When her group visits geothermal areas in Kamchatka, Hinman's job will be to characterize the chemical environment of the hot pools. She is particularly interested in comparing the pools of Yellowstone and Kamchatka because of the differences in chemistry. The parent rock in Yellowstone is formed from continental crust, and Kamchatka has more marine sediment.
"I really study the chemistry and form of the deposits in hot springs," Hinman says. "And I work with microbiologists, chemists and geologists to put together the whole picture of what’s happening in these solutions, what are the consequences to the microorganisms and what are the consequences to the rocks that form from them."
Hinman and her team will identify the creatures living in Kamchatka's hot pools, but they also will identify what role the microorganisms play in their geothermal ecosystem — whether they survive on sunlight, organic matter or chemicals.
No cutting-edge research project would be complete without new instrumentation.
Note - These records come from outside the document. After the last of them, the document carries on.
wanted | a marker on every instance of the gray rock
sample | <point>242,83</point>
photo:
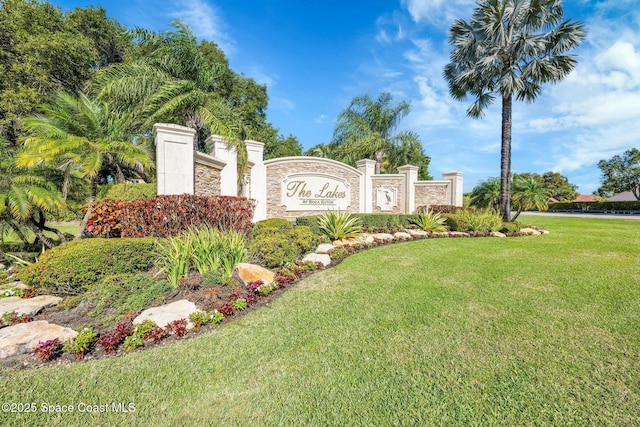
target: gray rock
<point>323,258</point>
<point>324,248</point>
<point>31,306</point>
<point>23,337</point>
<point>167,313</point>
Hinman says they are field testing a new mobile biofilm unit. A biofilm is a community of organisms that populates a surface. They grow all around us, coating everything from human teeth to hot pool surfaces. The unit, which fits on a truck, can grow biofilms inside itself. So the researchers will be able to sample a Kamchatkan hot pool and whisk the resulting biofilms home with them.
Another new instrument is a laser they will use to blast rock surfaces to see what sort of minerals and elements come off them. Hinman says the immobile laser fits inside two rooms and is located in Idaho Falls, Idaho. The whole blasting process is called laser desorption mass spectrometry.
Hinman admits her fascination for geothermal hot springs is boundless, and she even served as Yellowstone National Park's geothermal geologist during 2000-01 while on leave from UM. She says hot pools are an alien environment that may offer a glimpse of what life was like on primordial Earth.
"For instance, it's likely the earliest organisms on Earth could not tolerate the presence of even small amounts of oxygen," she says.
Oxygen that invades hot pools in the form of chemicals such as hydrogen peroxide and superoxide can cause all sorts of problems. Hinman says this reactive oxygen can cause death or DNA damage to hot pool creatures, much like free radicals that get loose in the human body and cause cancer.
But why study all this? Hinman says research from Yellowstone's hot pools already has yielded the breakthrough of DNA fingerprinting. Also, since some thermophiles can eat rock, maybe some can be found to degrade hydrocarbons, leading to better ways to clean oil spills. Or if some of these organisms can fight buildup of free radicals, maybe they could help fight cancer in humans.
"People have to know that we are more than just curious about where we came from or life on other planets," Hinman says. "There are a lot of applications we can envision, but we don’t always know where the science will lead us."
Ongoing research can yield fresh results. In fact, Hinman says recent studies have made the case for life signs in ALH84001, the Mars rock, even more compelling.
"The rock contains magnetite, a mineral found in the brains of whales," she says. "Birds have it; insects have it. It's a microbially produced mineral that grows in biological systems. It helps these animals navigate, to orient themselves."
Some bacteria also produce this magnetite, but they only produce magnetite that has a particular shape and orientation, which happens to be the same type of the mineral found in the Mars rock. Hinman says researchers have not been able to duplicate that particular shape and orientation without life getting involved.
"This is one piece of evidence that continues to support the hypothesis that Mars fossils really are in the rock," she says.
So would Hinman rather be going to Mars for her research than Kamchatka?
"I always say I don't have enough frequent flyer miles to get to Mars yet," she laughs, "but I'm working on it."